Ich nutze kein Netflix. 
Ich würde mir wenn nur die Originalvertonung ansehen, und die gibts ja nicht. 
Und für den Preis bietet mir Netflix einfach viel zu wenig.


----------



## Scholdarr (1. März 2016)

Leob12 schrieb:


> Ich nutze kein Netflix.
> Ich würde mir wenn nur die Originalvertonung ansehen, und die gibts ja nicht.
> Und für den Preis bietet mir Netflix einfach viel zu wenig.



DAS ist nachvollziehbar, verstehe mich nicht falsch. Mir wäre es auch lieber, wenn Neflix in Deutschland das Angebot deutlich aufbessern würde inkl. O-Ton.

Nur dieser (Neid-)Vergleich mit Netflix in den USA ist schlicht sinnlos. Wir leben nun mal nicht in den USA.


----------



## beercarrier (1. März 2016)

wer nicht extremen aufwand betreibt wie z.b. walt disney der bestimmt eine nicht geringe prozentzahl des gewinnes aufrisst hat keine chance gegen die hintertüren des internets. und dann geht es trotzdem "kostenlos", es wäre zeit für alle vermarkter von digital content in der realität anzukommen.


----------



## Leob12 (1. März 2016)

Ich bin nicht neidisch auf die Amis, die können ja nix dafür. Mir geht es hier rein um die Filmindustrie und von der fühlt man sich teilweise einfach als Kunde zweiter Klasse behandelt. Man bezahlt umgerechnet sogar mehr, für ein viel kleineres Angebot und darf dann ewig warten, nur um dann eine vielleicht nicht zufriedenstellende deutsche Vertonung zu bekommen, wenn überhaupt. 
Da sieht man einfach wie konservativ oder rückständig dieser Industriezweig noch weitgehend ist. 

Der Vorteil von NF war doch (mit VPN), dass man die Folgen schneller bekommt, in O-Ton. So kann man eigentlich getrost auf die DVD warten, denn die bietet dann auch Originaldub (mit Subs).  

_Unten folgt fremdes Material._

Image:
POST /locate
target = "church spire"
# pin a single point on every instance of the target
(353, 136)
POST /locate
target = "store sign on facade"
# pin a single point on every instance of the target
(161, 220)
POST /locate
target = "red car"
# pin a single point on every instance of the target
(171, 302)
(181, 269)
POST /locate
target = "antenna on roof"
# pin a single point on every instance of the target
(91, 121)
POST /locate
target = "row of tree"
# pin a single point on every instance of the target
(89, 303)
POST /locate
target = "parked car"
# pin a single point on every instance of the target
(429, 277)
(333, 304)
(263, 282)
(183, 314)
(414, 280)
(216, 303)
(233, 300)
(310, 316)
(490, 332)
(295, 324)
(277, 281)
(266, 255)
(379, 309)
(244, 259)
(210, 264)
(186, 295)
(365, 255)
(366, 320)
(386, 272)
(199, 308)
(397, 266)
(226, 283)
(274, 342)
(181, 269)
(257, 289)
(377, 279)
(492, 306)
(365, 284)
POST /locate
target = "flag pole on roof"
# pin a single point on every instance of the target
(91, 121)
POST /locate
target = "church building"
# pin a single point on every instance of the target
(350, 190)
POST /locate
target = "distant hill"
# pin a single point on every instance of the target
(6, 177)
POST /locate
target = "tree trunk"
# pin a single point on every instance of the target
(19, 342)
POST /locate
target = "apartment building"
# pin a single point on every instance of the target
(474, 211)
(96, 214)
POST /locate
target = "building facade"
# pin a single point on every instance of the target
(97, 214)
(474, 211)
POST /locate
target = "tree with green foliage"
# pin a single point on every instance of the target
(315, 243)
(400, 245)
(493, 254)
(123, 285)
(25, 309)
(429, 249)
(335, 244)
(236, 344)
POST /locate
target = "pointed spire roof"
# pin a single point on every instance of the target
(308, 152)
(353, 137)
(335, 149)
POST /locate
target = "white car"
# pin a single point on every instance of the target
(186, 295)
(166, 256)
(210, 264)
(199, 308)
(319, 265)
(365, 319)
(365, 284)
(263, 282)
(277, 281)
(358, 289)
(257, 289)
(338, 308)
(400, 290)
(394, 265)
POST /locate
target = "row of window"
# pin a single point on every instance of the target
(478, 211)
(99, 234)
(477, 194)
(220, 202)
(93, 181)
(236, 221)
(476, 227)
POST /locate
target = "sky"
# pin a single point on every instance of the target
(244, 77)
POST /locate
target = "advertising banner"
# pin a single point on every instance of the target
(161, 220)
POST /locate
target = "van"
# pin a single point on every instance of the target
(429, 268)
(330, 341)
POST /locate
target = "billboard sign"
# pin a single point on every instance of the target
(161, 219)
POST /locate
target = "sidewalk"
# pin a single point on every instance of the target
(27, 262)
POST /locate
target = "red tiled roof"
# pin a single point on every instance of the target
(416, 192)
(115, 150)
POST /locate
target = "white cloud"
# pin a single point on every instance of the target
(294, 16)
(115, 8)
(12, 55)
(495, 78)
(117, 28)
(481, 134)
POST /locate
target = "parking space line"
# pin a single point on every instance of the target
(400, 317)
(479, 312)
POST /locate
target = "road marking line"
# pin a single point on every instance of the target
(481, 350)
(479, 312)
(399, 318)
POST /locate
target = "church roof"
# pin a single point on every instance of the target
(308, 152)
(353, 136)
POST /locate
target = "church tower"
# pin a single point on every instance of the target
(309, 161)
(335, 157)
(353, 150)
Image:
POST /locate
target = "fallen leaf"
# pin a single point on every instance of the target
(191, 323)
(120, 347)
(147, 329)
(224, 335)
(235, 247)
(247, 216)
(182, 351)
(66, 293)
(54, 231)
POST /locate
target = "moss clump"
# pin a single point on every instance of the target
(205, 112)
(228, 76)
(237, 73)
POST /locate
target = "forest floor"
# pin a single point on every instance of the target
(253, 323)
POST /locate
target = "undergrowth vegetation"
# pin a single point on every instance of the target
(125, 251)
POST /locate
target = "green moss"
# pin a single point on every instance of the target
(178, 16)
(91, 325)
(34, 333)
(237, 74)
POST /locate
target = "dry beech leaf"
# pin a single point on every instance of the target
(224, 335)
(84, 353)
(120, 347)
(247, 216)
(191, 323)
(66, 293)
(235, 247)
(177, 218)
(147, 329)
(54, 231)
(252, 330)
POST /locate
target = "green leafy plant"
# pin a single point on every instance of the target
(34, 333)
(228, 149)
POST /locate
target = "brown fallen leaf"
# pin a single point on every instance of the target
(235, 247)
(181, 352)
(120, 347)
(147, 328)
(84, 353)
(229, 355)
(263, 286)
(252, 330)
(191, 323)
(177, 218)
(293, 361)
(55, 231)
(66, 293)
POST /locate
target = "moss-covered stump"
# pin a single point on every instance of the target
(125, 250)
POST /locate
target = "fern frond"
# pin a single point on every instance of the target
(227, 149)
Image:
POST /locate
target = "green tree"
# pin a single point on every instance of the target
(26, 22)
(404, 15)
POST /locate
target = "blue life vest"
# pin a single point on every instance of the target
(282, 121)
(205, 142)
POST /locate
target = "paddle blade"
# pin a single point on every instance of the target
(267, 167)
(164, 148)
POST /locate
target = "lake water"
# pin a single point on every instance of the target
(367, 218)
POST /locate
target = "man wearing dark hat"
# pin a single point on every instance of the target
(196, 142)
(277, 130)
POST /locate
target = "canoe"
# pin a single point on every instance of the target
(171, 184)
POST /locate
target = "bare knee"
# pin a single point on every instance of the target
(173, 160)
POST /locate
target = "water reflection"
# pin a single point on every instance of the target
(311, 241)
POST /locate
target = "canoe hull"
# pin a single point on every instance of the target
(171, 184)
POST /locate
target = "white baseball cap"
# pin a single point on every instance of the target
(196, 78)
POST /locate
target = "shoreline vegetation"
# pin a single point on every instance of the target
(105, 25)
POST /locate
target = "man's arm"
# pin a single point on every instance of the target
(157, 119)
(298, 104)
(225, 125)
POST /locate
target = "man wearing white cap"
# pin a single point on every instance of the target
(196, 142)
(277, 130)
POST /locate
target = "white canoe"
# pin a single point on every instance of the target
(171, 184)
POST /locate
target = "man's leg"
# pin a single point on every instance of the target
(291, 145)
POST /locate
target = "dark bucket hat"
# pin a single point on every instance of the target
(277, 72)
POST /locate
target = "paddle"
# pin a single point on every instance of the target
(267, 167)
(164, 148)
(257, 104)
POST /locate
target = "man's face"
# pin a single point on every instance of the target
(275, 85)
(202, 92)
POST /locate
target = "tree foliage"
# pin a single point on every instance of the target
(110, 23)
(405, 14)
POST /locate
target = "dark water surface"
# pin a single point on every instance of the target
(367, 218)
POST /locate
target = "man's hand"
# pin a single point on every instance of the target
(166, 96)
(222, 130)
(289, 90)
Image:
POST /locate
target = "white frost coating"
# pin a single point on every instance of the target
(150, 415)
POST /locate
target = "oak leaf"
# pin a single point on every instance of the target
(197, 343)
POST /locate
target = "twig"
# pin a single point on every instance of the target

Ich weiß schon, hier geht es um viel Geld, aber wahrscheinlich würden die Leute sogar noch draufzahlen, um Serien wie GoT zum Release anschauen zu dürfen, wenn auch nur mit englischem Dub und eventuell Subs. 
Bei Anime-Streamingseiten funktioniert es doch auch. Da zahl ich meine monatliche Gebühr und kann den Anime mit Subs und japanischem Dub anschauen, ganz egal ob der Anime jetzt lizenziert wurde oder nicht. Denn bei Animes dauert es nochmal länger und die DVDs sind teilweise wirklich schweineteuer (ne komplette Staffel um 40€ auf Bluray, man wäre das billig). Die Japaner sind ja auch nicht unbedingt dafür bekannt, "ihren" Content so schnell auf die Welt loszulassen, vieles bleibt in Japan. 
Aber hier ist Hollywood überraschenderweise absolut rückständig. 
Die Produktionen nichtmal mit Untertitel zeitnah zu zeigen ist meiner Ansicht ein Fehler, da viele dann wieder zu OKH und Torrent-Seiten überlaufen werden. Die Schuld liegt hier nicht nur bei Netflix, das ist mir schon klar, aber Netflix war ja sozusagen ein Kompromiss für viele Fans. Als Alternative gibts nun noch Sky, da bekommt man die Serien zeitnah mit englischem Dub, aber das kostet ein Vielfaches und ist deswegen einfach unattraktiv. 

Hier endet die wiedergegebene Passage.